Our 2-day workshop focuses on the advanced application of data analytics, geostatistics and machine learning to energy industry data.

This intermediate course is a critical step in laying the foundation necessary for thinking statistically and identifying the key signals from the noise that is data.

Specifically, our intermediate 2-day workshop will teach you:

• To effectively prepare data for deep dives with advanced analytic techniques and ensure that any drawn conclusions are trustworthy and reliable

• To glean insights and make predictions from your data, using such techniques such as outlier detection, data debiasing and imputation, feature engineering, anomaly detection, supervised and unsupervised learning, spatiotemporal modeling, and uncertainty modeling

• To understand the assumptions and limits of data precision, scale and coverage, spatial interpolation, multivariate models, analytics and uncertainty models, given that predictions are only as strong as your process

• What Big Data really means and how to apply robust machine learning tools to real Energy data problems (think Dask, Torch, TensorFlow etc.)

This course is designed to be highly interactive and tailored to the professional seeking to build from the ground up and to deploy products that add tangible value. Within the course, you will be coding python classes and functions, dashboards, models, and effective visualizations, using all free open-source tools.

By the end of our workshop, you will have a firm understanding of the role of statistics within data science and the power of advanced analytics and machine learning techniques.

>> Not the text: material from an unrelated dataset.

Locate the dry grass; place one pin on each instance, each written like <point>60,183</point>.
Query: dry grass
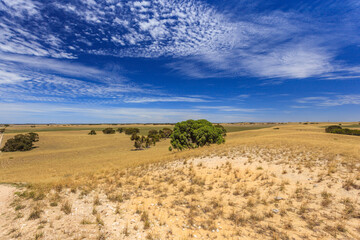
<point>295,182</point>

Note: Our program is rigorous, fast-paced, and focused on practical technical skills needed to solve data problems, automate workflows, visualize data, and leverage predictive analytics. It won’t be easy, but it will be fun. We hope to see you there!

Course Format:


Our workshops incorporate a just-in-time (JIT) teaching strategy. What this means is that we will show you interesting and useful applications and outputs (think dashboards, models, visualizations, etc.) and teach you step-by-step how to build them, while exploring the Python data science ecosystem in a broader context.

Major course concepts will be covered in one-hour bundles, with 15 minutes of lecture, 15 minutes of live demonstration and 30 minutes of interactive coding, coaching, and troubleshooting.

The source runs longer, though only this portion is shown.